Iran has been one of the fastest growing steel producing countries in the world over recent years. Crude steel production in the country increased by 65% over the past ten years and at 16.1M tonnes, Iran has become the fourteenth largest producer globally with by far the greatest output in the Middle East. This growth has continued so far in 2016 with production up nearly 10% in the first ten months of the year.
Part of the reason for this rapid development of their steel industry is likely to be the relative isolation the country has found itself over the years due to economic sanctions, along with a ready supply of iron ore which has enabled them to become relatively self-sufficient. With sanctions lifting this year, demand for steel in the country is likely to grow considerably in the coming years.
This isolation and growth in the domestic industry means that Iran imports relatively low quantities of steel which reduced from 12.7 million tonnes in 2007 to just 3.1 million tonnes in 2013. Since then, imports have risen slightly to just over 4 million tonnes each year and have remained relatively stable, although in the first nine months of this year they have grown by more than 20%. In a story that is familiar in many parts of the world, much of this growth has been in “alloy” HRC, plate and CRC from China.

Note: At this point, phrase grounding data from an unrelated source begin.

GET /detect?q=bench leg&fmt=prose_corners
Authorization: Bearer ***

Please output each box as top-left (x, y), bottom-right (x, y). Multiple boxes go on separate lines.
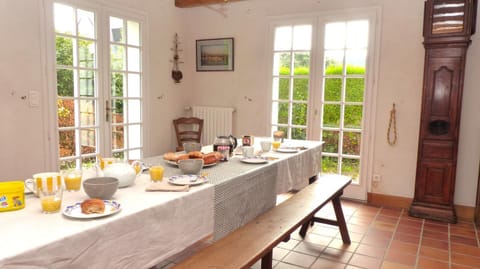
top-left (299, 218), bottom-right (312, 238)
top-left (261, 250), bottom-right (273, 269)
top-left (331, 195), bottom-right (351, 244)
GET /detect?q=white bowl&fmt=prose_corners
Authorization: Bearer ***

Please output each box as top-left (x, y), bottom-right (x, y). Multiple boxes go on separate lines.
top-left (178, 159), bottom-right (204, 175)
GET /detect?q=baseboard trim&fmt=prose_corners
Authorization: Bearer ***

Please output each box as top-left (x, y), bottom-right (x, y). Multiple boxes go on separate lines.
top-left (367, 192), bottom-right (475, 222)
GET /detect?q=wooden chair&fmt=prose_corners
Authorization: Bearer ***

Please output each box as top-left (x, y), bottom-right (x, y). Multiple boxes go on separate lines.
top-left (173, 117), bottom-right (204, 151)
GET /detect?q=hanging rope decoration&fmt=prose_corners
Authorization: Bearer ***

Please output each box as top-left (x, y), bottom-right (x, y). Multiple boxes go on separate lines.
top-left (387, 103), bottom-right (397, 145)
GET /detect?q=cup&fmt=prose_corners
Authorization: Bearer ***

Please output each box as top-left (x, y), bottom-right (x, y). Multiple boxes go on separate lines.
top-left (242, 146), bottom-right (255, 158)
top-left (25, 172), bottom-right (63, 197)
top-left (39, 185), bottom-right (63, 214)
top-left (260, 141), bottom-right (272, 152)
top-left (62, 169), bottom-right (82, 192)
top-left (272, 141), bottom-right (281, 150)
top-left (149, 166), bottom-right (164, 182)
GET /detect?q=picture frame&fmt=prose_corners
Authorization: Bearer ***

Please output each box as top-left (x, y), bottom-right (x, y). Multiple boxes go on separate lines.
top-left (196, 38), bottom-right (234, 71)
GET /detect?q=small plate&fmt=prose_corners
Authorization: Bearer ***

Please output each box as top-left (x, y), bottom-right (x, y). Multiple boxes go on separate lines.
top-left (168, 175), bottom-right (208, 186)
top-left (63, 200), bottom-right (122, 219)
top-left (240, 157), bottom-right (268, 164)
top-left (164, 160), bottom-right (217, 167)
top-left (275, 148), bottom-right (299, 153)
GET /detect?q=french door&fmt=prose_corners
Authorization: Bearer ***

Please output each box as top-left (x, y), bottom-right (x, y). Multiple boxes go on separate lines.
top-left (270, 10), bottom-right (379, 200)
top-left (52, 1), bottom-right (144, 170)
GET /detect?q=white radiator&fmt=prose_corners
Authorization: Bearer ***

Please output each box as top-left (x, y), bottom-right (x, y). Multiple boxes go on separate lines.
top-left (192, 106), bottom-right (235, 146)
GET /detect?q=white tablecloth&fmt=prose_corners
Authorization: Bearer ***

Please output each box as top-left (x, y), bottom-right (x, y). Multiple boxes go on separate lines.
top-left (0, 174), bottom-right (214, 269)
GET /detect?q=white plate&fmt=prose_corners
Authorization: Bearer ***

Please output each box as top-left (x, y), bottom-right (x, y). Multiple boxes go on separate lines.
top-left (240, 157), bottom-right (268, 164)
top-left (63, 200), bottom-right (122, 219)
top-left (168, 175), bottom-right (208, 186)
top-left (164, 159), bottom-right (217, 167)
top-left (275, 148), bottom-right (299, 153)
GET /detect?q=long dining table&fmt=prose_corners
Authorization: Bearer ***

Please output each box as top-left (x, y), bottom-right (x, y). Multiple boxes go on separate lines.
top-left (0, 138), bottom-right (322, 268)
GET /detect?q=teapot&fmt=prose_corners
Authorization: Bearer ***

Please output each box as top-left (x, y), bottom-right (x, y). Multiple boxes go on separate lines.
top-left (213, 135), bottom-right (238, 159)
top-left (98, 163), bottom-right (137, 188)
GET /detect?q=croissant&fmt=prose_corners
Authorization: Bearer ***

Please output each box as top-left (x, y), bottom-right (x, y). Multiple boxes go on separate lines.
top-left (81, 199), bottom-right (105, 214)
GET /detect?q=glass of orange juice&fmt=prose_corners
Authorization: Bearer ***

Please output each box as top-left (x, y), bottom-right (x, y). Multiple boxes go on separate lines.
top-left (149, 166), bottom-right (164, 182)
top-left (272, 141), bottom-right (281, 150)
top-left (62, 169), bottom-right (82, 192)
top-left (39, 185), bottom-right (63, 214)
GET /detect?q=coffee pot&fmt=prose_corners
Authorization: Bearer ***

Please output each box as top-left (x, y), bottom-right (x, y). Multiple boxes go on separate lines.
top-left (213, 135), bottom-right (238, 160)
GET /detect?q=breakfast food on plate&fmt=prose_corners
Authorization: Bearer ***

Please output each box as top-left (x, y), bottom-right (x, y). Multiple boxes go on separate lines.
top-left (177, 154), bottom-right (190, 162)
top-left (202, 154), bottom-right (218, 165)
top-left (163, 152), bottom-right (179, 162)
top-left (188, 151), bottom-right (203, 159)
top-left (81, 199), bottom-right (105, 214)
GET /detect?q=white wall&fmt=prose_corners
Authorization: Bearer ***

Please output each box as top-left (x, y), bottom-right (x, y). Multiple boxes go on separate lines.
top-left (177, 0), bottom-right (480, 207)
top-left (1, 0), bottom-right (479, 207)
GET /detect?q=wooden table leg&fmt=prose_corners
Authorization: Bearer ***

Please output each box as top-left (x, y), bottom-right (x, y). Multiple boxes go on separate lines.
top-left (261, 250), bottom-right (273, 269)
top-left (331, 195), bottom-right (350, 244)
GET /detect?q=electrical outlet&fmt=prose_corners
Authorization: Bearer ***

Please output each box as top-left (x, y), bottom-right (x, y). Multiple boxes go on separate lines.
top-left (373, 174), bottom-right (382, 182)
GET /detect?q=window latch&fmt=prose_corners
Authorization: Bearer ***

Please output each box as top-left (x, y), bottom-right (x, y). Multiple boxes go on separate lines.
top-left (105, 100), bottom-right (110, 122)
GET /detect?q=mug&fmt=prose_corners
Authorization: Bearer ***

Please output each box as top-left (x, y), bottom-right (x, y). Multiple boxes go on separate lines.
top-left (25, 172), bottom-right (62, 197)
top-left (242, 146), bottom-right (255, 158)
top-left (260, 141), bottom-right (272, 152)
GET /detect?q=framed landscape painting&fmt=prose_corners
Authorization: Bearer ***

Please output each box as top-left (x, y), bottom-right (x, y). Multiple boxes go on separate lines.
top-left (196, 38), bottom-right (234, 71)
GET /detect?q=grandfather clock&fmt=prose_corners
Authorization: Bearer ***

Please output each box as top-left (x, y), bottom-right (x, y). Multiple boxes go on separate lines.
top-left (409, 0), bottom-right (477, 223)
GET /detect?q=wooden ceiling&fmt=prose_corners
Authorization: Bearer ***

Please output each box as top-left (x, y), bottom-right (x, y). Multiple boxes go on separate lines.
top-left (175, 0), bottom-right (244, 8)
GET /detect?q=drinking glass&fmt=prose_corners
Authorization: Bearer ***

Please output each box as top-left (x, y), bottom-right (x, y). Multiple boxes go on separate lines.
top-left (150, 166), bottom-right (164, 182)
top-left (39, 185), bottom-right (63, 214)
top-left (62, 169), bottom-right (82, 192)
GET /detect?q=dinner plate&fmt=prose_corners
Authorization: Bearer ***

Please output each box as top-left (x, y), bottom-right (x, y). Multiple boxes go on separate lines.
top-left (168, 175), bottom-right (208, 186)
top-left (62, 200), bottom-right (122, 219)
top-left (164, 159), bottom-right (217, 167)
top-left (275, 148), bottom-right (299, 153)
top-left (240, 157), bottom-right (268, 164)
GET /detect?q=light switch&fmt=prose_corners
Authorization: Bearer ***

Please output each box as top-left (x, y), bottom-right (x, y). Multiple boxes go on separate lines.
top-left (29, 90), bottom-right (40, 107)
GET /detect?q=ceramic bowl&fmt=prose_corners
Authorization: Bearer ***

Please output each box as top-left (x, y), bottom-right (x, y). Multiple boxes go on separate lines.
top-left (83, 177), bottom-right (119, 200)
top-left (183, 142), bottom-right (202, 153)
top-left (178, 159), bottom-right (204, 175)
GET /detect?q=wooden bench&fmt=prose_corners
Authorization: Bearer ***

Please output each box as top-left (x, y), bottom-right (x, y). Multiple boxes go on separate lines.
top-left (173, 176), bottom-right (351, 269)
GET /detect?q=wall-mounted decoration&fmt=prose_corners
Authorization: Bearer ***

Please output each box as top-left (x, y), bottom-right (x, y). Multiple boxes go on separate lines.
top-left (196, 38), bottom-right (234, 71)
top-left (171, 33), bottom-right (183, 83)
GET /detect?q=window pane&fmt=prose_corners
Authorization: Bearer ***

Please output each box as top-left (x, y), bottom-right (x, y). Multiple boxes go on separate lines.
top-left (293, 25), bottom-right (312, 50)
top-left (346, 20), bottom-right (368, 49)
top-left (322, 156), bottom-right (338, 174)
top-left (274, 26), bottom-right (292, 50)
top-left (292, 128), bottom-right (306, 140)
top-left (278, 102), bottom-right (289, 124)
top-left (80, 128), bottom-right (96, 154)
top-left (128, 124), bottom-right (141, 148)
top-left (342, 158), bottom-right (360, 181)
top-left (277, 78), bottom-right (290, 100)
top-left (292, 103), bottom-right (307, 126)
top-left (324, 50), bottom-right (344, 73)
top-left (82, 156), bottom-right (96, 168)
top-left (325, 22), bottom-right (345, 49)
top-left (322, 130), bottom-right (339, 153)
top-left (56, 36), bottom-right (74, 66)
top-left (111, 73), bottom-right (124, 97)
top-left (273, 52), bottom-right (291, 75)
top-left (110, 17), bottom-right (124, 43)
top-left (324, 78), bottom-right (341, 102)
top-left (128, 100), bottom-right (141, 123)
top-left (112, 126), bottom-right (124, 150)
top-left (54, 3), bottom-right (75, 35)
top-left (293, 52), bottom-right (310, 75)
top-left (344, 105), bottom-right (363, 129)
top-left (79, 70), bottom-right (95, 97)
top-left (346, 78), bottom-right (364, 102)
top-left (111, 45), bottom-right (125, 70)
top-left (59, 130), bottom-right (76, 157)
top-left (127, 47), bottom-right (140, 72)
top-left (346, 49), bottom-right (366, 73)
top-left (58, 99), bottom-right (74, 128)
top-left (127, 20), bottom-right (140, 46)
top-left (293, 78), bottom-right (308, 101)
top-left (113, 151), bottom-right (125, 159)
top-left (323, 104), bottom-right (340, 128)
top-left (80, 100), bottom-right (95, 126)
top-left (128, 74), bottom-right (141, 97)
top-left (343, 132), bottom-right (361, 155)
top-left (78, 39), bottom-right (95, 68)
top-left (129, 149), bottom-right (141, 160)
top-left (77, 9), bottom-right (95, 38)
top-left (57, 69), bottom-right (74, 97)
top-left (112, 99), bottom-right (124, 123)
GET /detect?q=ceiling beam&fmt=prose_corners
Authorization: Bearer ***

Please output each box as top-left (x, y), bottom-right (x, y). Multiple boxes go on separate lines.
top-left (175, 0), bottom-right (243, 8)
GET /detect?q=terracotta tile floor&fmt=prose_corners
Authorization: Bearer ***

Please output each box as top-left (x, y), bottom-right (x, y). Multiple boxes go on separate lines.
top-left (158, 200), bottom-right (480, 269)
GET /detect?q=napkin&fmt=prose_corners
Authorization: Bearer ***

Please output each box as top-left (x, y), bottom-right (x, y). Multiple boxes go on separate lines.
top-left (145, 181), bottom-right (189, 192)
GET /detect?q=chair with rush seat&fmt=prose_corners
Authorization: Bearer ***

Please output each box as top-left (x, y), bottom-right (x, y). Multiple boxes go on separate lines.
top-left (173, 117), bottom-right (203, 152)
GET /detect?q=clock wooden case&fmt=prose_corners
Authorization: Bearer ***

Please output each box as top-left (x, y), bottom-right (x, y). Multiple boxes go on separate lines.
top-left (409, 0), bottom-right (477, 223)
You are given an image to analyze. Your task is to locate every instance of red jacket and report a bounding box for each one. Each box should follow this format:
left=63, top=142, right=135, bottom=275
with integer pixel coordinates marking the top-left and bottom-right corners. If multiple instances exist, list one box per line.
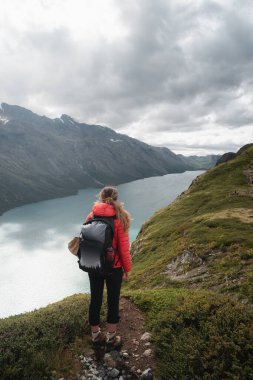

Shipments from China have grown by 47% to 578K tonnes so far this year with the country representing the second largest source of steel with only the UAE shipping more. In actual fact though, a closer inspection of the shipments from UAE reveals that the bulk of this tonnage is likely originating from somewhere else with the UAE acting as an intermediary. A significant proportion of the increase in imports from the country appears to be the “alloy” flat products that Chinese producers export in order to qualify for tax rebates so it seems reasonable to assume that much of the 29% growth seen in imports from the UAE also originate in China.
The vast majority of production in the country is destined for the domestic market, although Iran does seem to be starting to export more. At its lowest level in 2012, they were exporting just 260 thousand tonnes of steel but since then this has been on the increase. In 2015 exports hit 3.8 million tonnes and have since grown even more so far this year. In the first nine months of 2016 alone, the country has exported 4.3 million tonnes, more than the whole of 2015 and representing a year on year growth of 41%.
The majority of this growth has come from increased shipments of ingots and semis with larger quantities of ingots being shipped to other Middle East nations; a growth of slabs being exported to Morocco, Brazil, Thailand and Taiwan, and a rise of other semis going to Oman, Thailand and Taiwan.
The Iranian steel industry is at an interesting point in its development. Since economic sanctions were lifted at the start of this year, the country is becoming increasingly “open to business” which should offer opportunities for overseas steel producers to exploit a new and growing market. Over a five year period ending in 2020, Iran is seen to be one of the fastest growing steel sheet markets in the world. The country’s steel sheet consumption growth is forecast to be more than double the world average over 2015-2020. Due to the relative strength and low-cost nature of Iranian steel producers, however, it seems likely that much of any growth may be taken up by domestic production and the only country so far that has managed to exploit the opportunity here to any great degree is predictably China.
Indeed, as Iranian steel producers become more outward looking, they may represent a threat in overseas markets although to date they have only really been active in the semi-finished steel markets but with shipments of slab to Thailand growing considerably it seems they have picked up some of the business that was being supplied by SSI in the UK.